The files stored are in no way important, so no reliability/availability needed.
Have a great day.
You need to ask yourself the question of what kind of distributed computation you are planning to use. If you are looking at data-local computation as in the popular MapReduce frameworks you might want to install one of these frameworks. They are based on and coupled with distributed file systems. So basically you have a higher level file system which you can access through an API. Data you write to these file systems get split up across the cluster. In the MapReduce processing paradigm the map phase can make use of this data locality as it processes/loads data from local chunks only.

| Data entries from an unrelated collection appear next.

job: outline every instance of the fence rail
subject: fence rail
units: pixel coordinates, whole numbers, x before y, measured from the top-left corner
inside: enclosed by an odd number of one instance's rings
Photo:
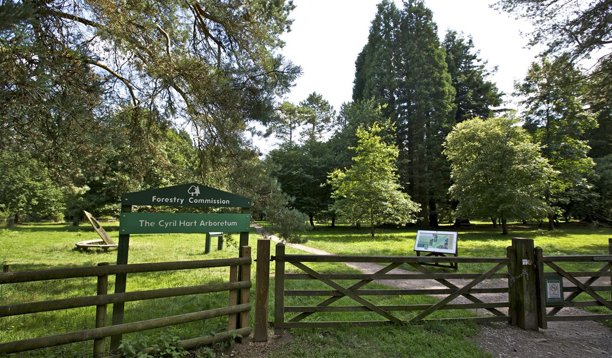
[[[97,266],[92,267],[1,273],[0,284],[96,277],[98,290],[97,294],[95,296],[0,306],[0,317],[83,307],[97,307],[95,328],[1,343],[0,354],[23,352],[94,340],[94,356],[100,357],[106,352],[104,339],[106,337],[116,337],[127,333],[168,327],[222,316],[228,316],[227,332],[211,337],[198,337],[182,341],[181,342],[181,346],[188,348],[200,344],[214,343],[222,339],[226,339],[231,337],[230,334],[248,335],[250,334],[251,329],[249,327],[249,312],[251,307],[250,288],[252,286],[250,281],[251,261],[250,247],[243,246],[241,248],[241,257],[235,258],[118,265],[108,265],[104,263],[99,264]],[[242,268],[240,270],[240,280],[238,280],[237,277],[239,266]],[[229,282],[114,294],[107,293],[109,275],[218,267],[230,267]],[[123,304],[129,301],[225,291],[230,293],[230,300],[226,307],[106,326],[108,304]],[[241,293],[239,295],[237,294],[239,291]],[[240,302],[238,302],[239,301]]]

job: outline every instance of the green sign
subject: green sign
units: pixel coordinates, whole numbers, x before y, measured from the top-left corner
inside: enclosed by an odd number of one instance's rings
[[[121,205],[250,208],[251,199],[192,183],[124,194]]]
[[[121,213],[119,232],[125,234],[248,232],[250,214]]]
[[[546,290],[547,304],[563,302],[563,277],[560,275],[544,276],[544,287]]]

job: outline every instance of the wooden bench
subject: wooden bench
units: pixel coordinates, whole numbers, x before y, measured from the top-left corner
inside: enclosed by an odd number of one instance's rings
[[[111,238],[108,233],[104,230],[104,228],[100,225],[100,222],[91,214],[84,210],[83,211],[83,213],[94,228],[94,231],[98,233],[100,238],[79,241],[75,244],[77,247],[83,249],[83,250],[87,250],[92,247],[103,249],[105,251],[108,251],[111,247],[117,247],[119,246],[116,243],[113,241],[113,239]]]
[[[223,233],[222,232],[209,232],[206,233],[206,243],[204,247],[204,253],[208,254],[211,252],[211,237],[217,236],[217,249],[223,249]]]

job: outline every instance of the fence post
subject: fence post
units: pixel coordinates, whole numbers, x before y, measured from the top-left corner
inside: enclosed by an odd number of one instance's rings
[[[268,295],[270,287],[270,240],[257,240],[255,288],[255,331],[253,340],[267,341]]]
[[[544,259],[542,247],[536,247],[536,274],[537,275],[537,324],[542,329],[548,327],[546,318],[546,290],[544,287]]]
[[[211,234],[206,233],[206,241],[204,244],[204,253],[208,254],[211,252]]]
[[[217,249],[220,251],[223,249],[223,234],[221,234],[217,238]]]
[[[285,332],[277,327],[285,321],[285,244],[278,243],[274,254],[274,334],[280,335]]]
[[[108,266],[108,262],[101,262],[98,266]],[[98,287],[96,294],[106,294],[108,293],[108,275],[98,276]],[[105,327],[106,325],[106,305],[97,305],[95,306],[95,327]],[[106,338],[100,338],[94,340],[94,358],[102,358],[104,356]]]
[[[538,278],[531,239],[512,238],[513,254],[508,277],[511,322],[523,329],[538,330]]]
[[[236,282],[238,280],[238,266],[230,266],[230,282]],[[238,290],[230,290],[230,307],[238,304]],[[238,313],[231,313],[228,316],[228,331],[234,331],[238,324]]]
[[[608,239],[608,252],[612,255],[612,238]],[[610,272],[612,272],[612,268],[610,268]],[[610,276],[610,294],[612,294],[612,276]]]
[[[242,246],[240,248],[241,257],[251,257],[251,247]],[[243,265],[240,269],[240,280],[251,280],[251,263]],[[240,303],[241,304],[249,303],[251,301],[251,289],[242,288],[240,290]],[[239,320],[238,321],[237,328],[245,328],[251,325],[251,312],[244,311],[240,313]]]

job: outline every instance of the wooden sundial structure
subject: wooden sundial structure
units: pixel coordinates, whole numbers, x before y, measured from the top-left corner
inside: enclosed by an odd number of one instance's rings
[[[113,241],[113,239],[111,238],[108,233],[104,230],[104,228],[100,225],[98,221],[91,214],[84,210],[83,211],[83,213],[85,215],[85,217],[87,217],[87,219],[89,221],[89,224],[93,227],[94,230],[100,235],[100,238],[79,241],[75,244],[77,247],[86,250],[91,247],[97,247],[104,249],[105,251],[108,251],[108,249],[116,247],[118,246],[116,243]]]

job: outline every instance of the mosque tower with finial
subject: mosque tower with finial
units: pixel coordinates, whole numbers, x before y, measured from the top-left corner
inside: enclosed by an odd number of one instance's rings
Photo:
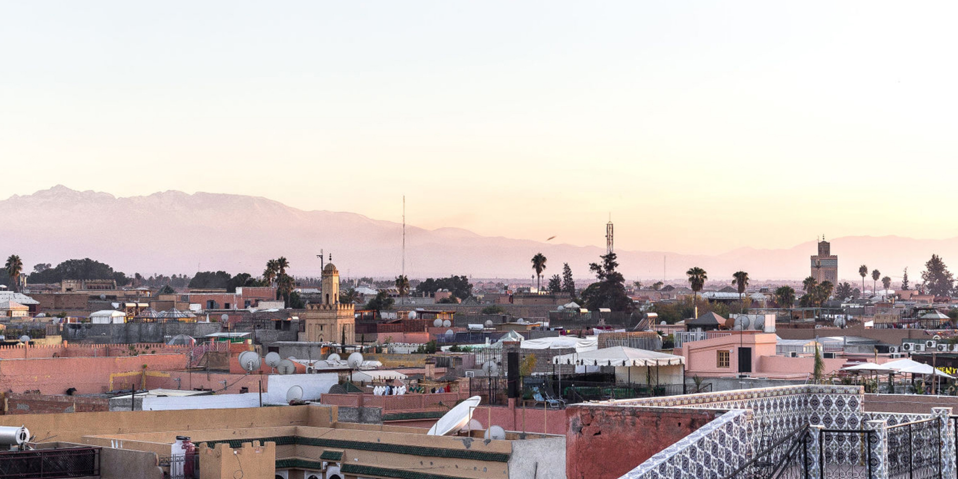
[[[339,302],[339,270],[332,263],[332,255],[330,255],[330,262],[323,266],[322,295],[319,304],[307,305],[303,312],[306,340],[354,344],[355,306]]]
[[[818,241],[818,254],[811,257],[811,277],[818,283],[838,285],[838,257],[832,254],[832,243],[825,240],[825,235]]]

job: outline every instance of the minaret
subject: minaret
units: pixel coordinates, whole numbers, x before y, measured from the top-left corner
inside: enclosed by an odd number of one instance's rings
[[[605,254],[612,252],[612,215],[608,216],[608,222],[605,223]]]
[[[339,304],[339,271],[332,262],[323,266],[323,304]]]

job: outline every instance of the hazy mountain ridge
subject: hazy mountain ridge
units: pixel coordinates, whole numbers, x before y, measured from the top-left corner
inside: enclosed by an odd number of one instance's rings
[[[304,211],[268,198],[178,191],[116,197],[57,185],[0,201],[0,254],[16,253],[26,269],[36,262],[94,258],[132,274],[193,273],[197,269],[262,272],[268,258],[285,256],[297,275],[318,275],[320,249],[332,254],[341,274],[393,276],[400,269],[401,224],[346,212]],[[602,237],[598,225],[597,237]],[[703,241],[708,238],[703,236]],[[839,276],[860,282],[858,264],[898,280],[909,266],[920,279],[932,253],[958,264],[958,239],[915,240],[886,236],[830,240],[839,257]],[[569,262],[577,277],[588,274],[604,248],[484,237],[445,227],[406,226],[406,273],[411,277],[468,274],[475,277],[532,277],[529,259],[541,251],[546,277]],[[754,279],[802,279],[809,274],[814,241],[787,249],[742,246],[716,256],[660,251],[617,251],[627,278],[681,278],[690,266],[712,280],[739,269]],[[956,266],[958,267],[958,266]],[[871,286],[871,277],[866,279]]]

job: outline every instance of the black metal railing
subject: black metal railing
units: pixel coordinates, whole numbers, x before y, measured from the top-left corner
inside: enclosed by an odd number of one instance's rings
[[[820,429],[818,468],[820,477],[871,479],[876,462],[872,445],[878,441],[873,429]]]
[[[764,445],[724,479],[811,479],[809,466],[814,458],[809,457],[810,440],[809,426],[799,427]]]
[[[888,426],[889,479],[942,479],[938,418]]]
[[[0,452],[0,479],[58,479],[100,475],[100,447]]]

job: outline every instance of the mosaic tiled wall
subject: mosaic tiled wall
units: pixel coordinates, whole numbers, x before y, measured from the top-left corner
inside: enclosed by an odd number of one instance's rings
[[[894,425],[927,419],[930,415],[874,413],[862,410],[859,386],[803,385],[758,388],[719,393],[647,398],[615,401],[616,405],[695,407],[730,410],[707,426],[646,461],[627,479],[721,477],[731,473],[752,450],[806,425],[826,429],[866,429],[866,422],[884,421]],[[734,432],[734,434],[733,434]],[[876,435],[871,435],[874,440]],[[862,467],[870,448],[868,435],[833,434],[824,438],[823,453],[831,464]],[[872,447],[870,447],[870,445]],[[705,459],[703,449],[714,448],[716,459]],[[880,457],[873,466],[883,468]],[[678,467],[673,467],[678,465]],[[704,475],[696,474],[701,470]]]

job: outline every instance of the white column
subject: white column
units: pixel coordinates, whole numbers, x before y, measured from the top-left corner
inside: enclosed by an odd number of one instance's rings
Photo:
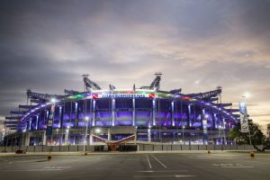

If you are more interested in the HPC/cluster approach you are probably going to look into MPI based systems. In these systems you operate a little more low level. What could work quite well in that case is, that you use a combination of NFS and OverlayFS to make the data available to all nodes. This would work like this, that each of your Pi's shares its USB via NFS. All the other Pi's mount all other Pi's file systems. So on Pi-0 you would end up with mounting to shares from Pi-1 through 4 etc. With OverlayFS you can then make the data from the individual shares show up in a single folder.
If any of your MPI workers need to read a file they could basically all read from a well defined path and data would be pulled in transparently through the network if necessary.
With NFS being around for many ages and the many performance improvements mad to it and it's generally little overhead this could even be a quite performant solution.
Keep us updated about this exciting project you are planning here!